A more recent study, published in the European Journal of Pain found that topical CBD administration offers therapeutic potential in the relief of arthritis pain and inflammation without any evident side effects (DC, et al., 2016). In this application, it is clearly safer to offer or prescribe topical CBD medications for pain management instead of opioids. Unfortunately, this does not generally occur in states without medical marijuana laws. But there are a few places where opioid prescriptions are an exception, not a rule – and patients, families, and entire communities are benefiting from it.
In fact, doctors who reside in states where medical cannabis is legalized are already reporting a drop in the number of painkiller prescriptions they write. Further, Time Magazine reports an average of 1,826 fewer annual doses of painkillers are prescribed in states with legal marijuana, and states with medical marijuana laws saved $165.2 million per year in medical costs (Sifferlin, 2016).
Politicians that Push Back Against Medicinal Cannabis
Despite the growing consensus that medical cannabis could help people with heroin and opioid addictions, the White House and Trump administration have perspectives that are causing concern. Sean Spicer, White House press secretary, recently expressed in February 2017 that we could expect to see a greater federal crackdown on recreational cannabis, even in states in which it is legalized. Many are uncomfortable with this act of government regulation when, for the most part, people have operated under state laws. But what is perhaps more troubling is that Spicer ties this crackdown in with concerns about opioid use.

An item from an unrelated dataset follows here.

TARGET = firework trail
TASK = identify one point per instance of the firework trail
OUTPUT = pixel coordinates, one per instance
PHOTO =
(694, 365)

“When you see something like the opioid addiction crisis blossoming in so many states around this country, the last thing we should be doing is encouraging people,” Spicer said (Liptak, 2017). “There is still a federal law that we need to abide by when it comes to recreational marijuana and drugs of that nature.” But this quote seems at odds with the fact that states with legal marijuana are prescribing less opioid painkiller prescriptions.
But still yet, others are worried about Trump’s appointment of Jeff Sessions as Attorney General, who has been an outspoken marijuana prohibitionist. Sessions has also been known to tie opioid addiction and marijuana together – as if somehow the two are interconnected.
According to an investigative Mike Ludwig, some conservatives are actually trying to progress legislation regarding marijuana. More specifically, Representative Matt Gaetz is expected to propose placing cannabis on the Schedule II drug list (Ludwig, Marijuana Reforms Gain Momentum as Trump Administration Mulls a Crackdown, 2017). Moving cannabis to a Schedule II drug would put it on an even playing field with opioids, making it easier to conduct research and legally prescribe cannabis. Of course, most scientific research agrees that cannabis is not highly addictive, but this would still be a step in the right direction.
Moving forward, it could only stand to hurt people and the public, if we continue to treat cannabis as we have in the past. Heroin and opioids cause death. Cannabis does not. Behavioral changes that often occur during opioid addiction (difficulty maintaining employment, stealing, lack of interaction with family, isolation, etc.) are rare with cannabis. Further, and perhaps worst of all, the controversy is dividing families that should be supporting and encouraging one another through an extremely painful experience into one of two groups: those that want to try cannabis to help a family member fight addiction, and those that believe such treatment is nothing more than trading one harmful addiction for another.
Nothing could be further from the truth.